Hopelijk zal de reportage over de misstanden bij de opsporing van fraude van bijstandsgerechtigden ertoe leiden dat ook wat dit betreft maatregelen worden genomen en dat een discussie op gang komt over de onuitvoerbare Participatiewet. Maar dan moet het kwartje wel vallen dat de ingewikkelde principes van de Participatiewet onvermijdelijk tot dit soort praktijken leiden. Denk daarbij aan de verplichting voor bijstandsgerechtigden om inkomen uit bijstand in te leveren als ze kosten besparen of extra inkomsten hebben, en aan de partnertoets. Ook na diep graven door de rechercheurs valt de fraude vaak nauwelijks te bewijzen. Daardoor proberen ze vaak om het moeilijke bewijs op subjectieve en manipulatieve wijze rond te krijgen. Bijstandsgerechtigden met een positie die rechtelozer is dan die van verdachten van een strafbaar feit, decennialange misstanden in de reïntegratie-industrie, voortdurende hetzes tegen baanlozen, waarbij VVD-fractievoorzitter Klaas Dijkhoff de laatste tijd voorop loopt, wanneer gaat de beerput vol onrecht nu eens volledig open? De malversaties in de reïntegratie-industrie zijn begonnen met de Europees Sociaal Fonds-fraude in de jaren negentig. Daarna volgde fraude in de particuliere reïntegratie-industrie. Daarna kwamen de misstanden van het werken met behoud van uitkering, onder meer in Amsterdam met stichting Herstelling. Een gigantische beerput van fraude, misleiding en gesjoemel in veel gemeenten. Niet door mensen in de bijstand, maar door ambtenaren en anderen die werk en winst maken met het disciplineren en repressief bejegenen van baanlozen.

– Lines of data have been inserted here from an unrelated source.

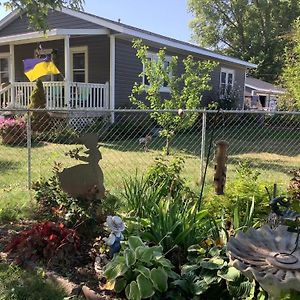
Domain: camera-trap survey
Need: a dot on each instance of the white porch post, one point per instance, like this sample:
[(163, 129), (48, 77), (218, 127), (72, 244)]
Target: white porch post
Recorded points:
[(12, 72), (67, 70), (112, 75)]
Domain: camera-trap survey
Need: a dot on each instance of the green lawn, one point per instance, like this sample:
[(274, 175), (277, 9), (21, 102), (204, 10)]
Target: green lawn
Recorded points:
[(273, 151)]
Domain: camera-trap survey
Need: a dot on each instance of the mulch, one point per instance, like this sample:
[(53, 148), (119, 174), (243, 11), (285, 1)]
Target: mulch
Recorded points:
[(79, 272)]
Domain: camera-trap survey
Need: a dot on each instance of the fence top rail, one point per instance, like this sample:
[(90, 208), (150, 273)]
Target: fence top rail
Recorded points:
[(200, 111)]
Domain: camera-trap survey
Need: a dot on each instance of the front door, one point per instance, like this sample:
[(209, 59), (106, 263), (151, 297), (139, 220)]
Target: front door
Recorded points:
[(4, 70), (79, 64)]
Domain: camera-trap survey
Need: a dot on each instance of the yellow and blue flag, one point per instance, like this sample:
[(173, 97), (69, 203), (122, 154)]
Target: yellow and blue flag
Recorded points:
[(35, 68)]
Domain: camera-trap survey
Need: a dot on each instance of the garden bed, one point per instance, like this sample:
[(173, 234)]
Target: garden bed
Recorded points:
[(77, 278)]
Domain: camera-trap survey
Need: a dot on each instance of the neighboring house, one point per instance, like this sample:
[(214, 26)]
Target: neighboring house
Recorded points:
[(96, 58), (261, 94)]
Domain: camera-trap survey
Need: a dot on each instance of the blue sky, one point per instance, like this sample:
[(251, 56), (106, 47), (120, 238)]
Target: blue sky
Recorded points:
[(167, 17)]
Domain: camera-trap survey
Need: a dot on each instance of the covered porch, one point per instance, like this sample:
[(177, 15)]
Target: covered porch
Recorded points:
[(85, 58)]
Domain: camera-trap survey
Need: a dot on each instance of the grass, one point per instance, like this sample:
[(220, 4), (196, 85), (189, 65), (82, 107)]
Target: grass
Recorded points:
[(273, 151), (19, 284)]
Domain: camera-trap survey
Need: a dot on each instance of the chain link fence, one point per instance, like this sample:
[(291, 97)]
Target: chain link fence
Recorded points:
[(34, 141)]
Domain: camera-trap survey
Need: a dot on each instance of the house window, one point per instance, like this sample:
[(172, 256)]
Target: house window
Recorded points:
[(4, 72), (153, 57), (43, 54), (79, 63), (226, 81)]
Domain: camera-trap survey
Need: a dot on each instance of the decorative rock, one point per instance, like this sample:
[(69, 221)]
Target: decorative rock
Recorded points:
[(270, 256)]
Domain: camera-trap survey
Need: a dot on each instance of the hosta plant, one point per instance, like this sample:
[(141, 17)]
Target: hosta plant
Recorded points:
[(141, 271), (208, 275)]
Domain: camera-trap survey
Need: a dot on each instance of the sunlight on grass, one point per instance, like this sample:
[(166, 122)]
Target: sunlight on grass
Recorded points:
[(125, 158)]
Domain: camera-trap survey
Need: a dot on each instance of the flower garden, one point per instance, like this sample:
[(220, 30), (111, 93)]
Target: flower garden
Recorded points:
[(158, 238)]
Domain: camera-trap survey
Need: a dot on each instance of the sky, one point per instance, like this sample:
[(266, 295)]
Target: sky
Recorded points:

Het zou mooi zijn als het recente artikel van Witteman leidt tot veel ophef in de kringen van organisaties die met bijstandsgerechtigden krijgen te maken. Maar ik denk dat het maatschappelijke middenveld van gesubsidieerde welzijnsorganisaties en het inspraakcircus teveel genuanceerde meewerk-boter op het hoofd heeft om op de herontdekking van de armoede door de massamedia in te spelen.